Irène cria — sans force — son nom, Pierre, au goût sucré d’orange sanguine. Aucun autre mot n’aurait pu mieux la satisfaire en cet instant, ni posséder un tel pouvoir incantatoire et descriptif. Elle n’avait jamais fait l’expérience de l’impuissance haussée à ce degré de perfection. Irène n’avait rien trouvé d’autre pour le ramener à la raison et ne trouvant rien s’était réduite à un bruit. Leur destination lui sembla plus incertaine encore. Et s’ils n’atteignaient jamais l’appartement de la calle Erizzo ? S’ils restaient indéfiniment perdus dans les petites rues étroites et fraîches de la Giudecca …? « Perdus » était le mot juste. Perdus pour la première fois, jetés dans les limbes ou quelque lieu mythologique sans projection cartographique. Elle aurait pu trouver d’autres exemples si elle avait eu la présence d’esprit de retourner s’asseoir sur le banc pour réflechir plutôt que de chanceler sans but. Pierre n’aurait pas manqué de revenir et elle aurait eu le temps de rappeler au moins ceci à sa mémoire : perdus en mer, au large de la Pointe Vénus, à Tahiti (Geneviève avait garé sa quatre chevaux au parking du phare, elle était montée pieds nus sur le capot et avait pris ses jumelles pour scruter l’horizon) ; perdus entre Gobi et Dengkou dans le désert mongol (quelqu’un, une fois de plus, était intervenu, et le danger, là encore, s’était enfui). Pourquoi Pierre tardait-il ainsi ? Lui était-il arrivé quelque chose ? Bien qu’il eût depuis longtemps passé les marches, Irène se prit à les imaginer glissantes. Mais pourquoi glisser ? Quelle idée… Sans eau de pluie, au début de l’été, avec partout la pierre sèche et salée qui assure les pas. Il restait la rue étroite. C’était pire encore. Pierre ne pouvait-il s’y perdre ou y faire une mauvaise rencontre ? Il suffisait d’une ombre tapie dans l’embrasure d’une de ces portes aux sonnettes brillantes, d’un chat qui rôde, d’un présence animale… D’un monstre énorme et impur.
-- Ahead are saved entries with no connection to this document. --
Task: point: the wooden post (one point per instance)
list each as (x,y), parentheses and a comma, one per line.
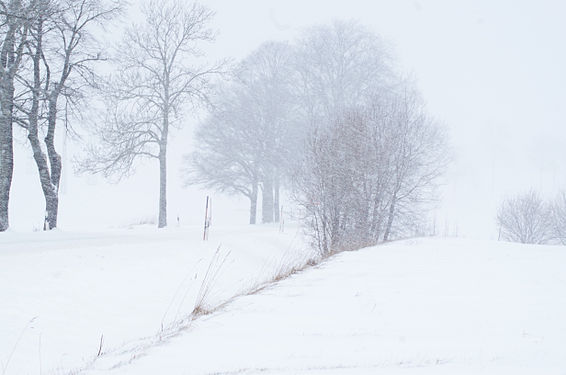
(205,234)
(281,221)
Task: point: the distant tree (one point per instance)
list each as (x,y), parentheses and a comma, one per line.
(340,66)
(157,76)
(15,19)
(558,218)
(525,219)
(227,157)
(250,136)
(370,168)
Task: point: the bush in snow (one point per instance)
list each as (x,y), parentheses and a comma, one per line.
(369,175)
(526,219)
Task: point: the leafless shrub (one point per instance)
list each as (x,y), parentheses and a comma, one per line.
(369,175)
(526,219)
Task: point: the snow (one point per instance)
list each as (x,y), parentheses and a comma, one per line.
(425,306)
(61,291)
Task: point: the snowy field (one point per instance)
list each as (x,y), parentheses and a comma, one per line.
(61,292)
(427,306)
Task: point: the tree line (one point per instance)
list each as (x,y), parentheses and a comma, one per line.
(328,117)
(530,219)
(47,54)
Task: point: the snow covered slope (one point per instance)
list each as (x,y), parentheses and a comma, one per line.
(427,306)
(61,293)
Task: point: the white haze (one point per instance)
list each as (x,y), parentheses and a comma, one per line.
(492,72)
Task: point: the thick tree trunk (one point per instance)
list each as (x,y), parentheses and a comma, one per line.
(276,204)
(267,201)
(51,192)
(162,187)
(253,204)
(7,62)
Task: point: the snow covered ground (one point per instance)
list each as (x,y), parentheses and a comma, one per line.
(60,292)
(426,306)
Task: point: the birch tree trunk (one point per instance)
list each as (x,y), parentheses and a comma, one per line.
(253,204)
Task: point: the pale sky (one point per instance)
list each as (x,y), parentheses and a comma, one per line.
(492,71)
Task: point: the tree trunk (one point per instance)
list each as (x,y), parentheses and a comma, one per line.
(276,188)
(7,62)
(6,150)
(253,205)
(162,186)
(267,201)
(52,197)
(390,218)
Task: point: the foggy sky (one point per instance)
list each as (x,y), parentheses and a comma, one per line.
(491,71)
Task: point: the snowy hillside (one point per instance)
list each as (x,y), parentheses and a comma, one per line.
(420,306)
(60,292)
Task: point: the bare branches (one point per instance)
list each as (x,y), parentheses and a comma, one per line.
(159,73)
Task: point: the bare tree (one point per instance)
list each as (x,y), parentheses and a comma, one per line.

Du taureau blanc, tiens, autrefois envoyé par Poséidon sur les rivages de la Crète pour la gloire du roi Minos, avec Pasiphaé qui s’en éprend et Dédale, ingénieux, qui lui fait une belle vache blanche en fer gainée de cuir à l’intérieur pour qu’elle s’y cache et satisfasse dans le confort sa passion contre nature. Pasiphaé, salope antique, accroupie dans la fausse bête, sa fente de chair contre la fente de fer, en position pour recevoir le taureau sauvage.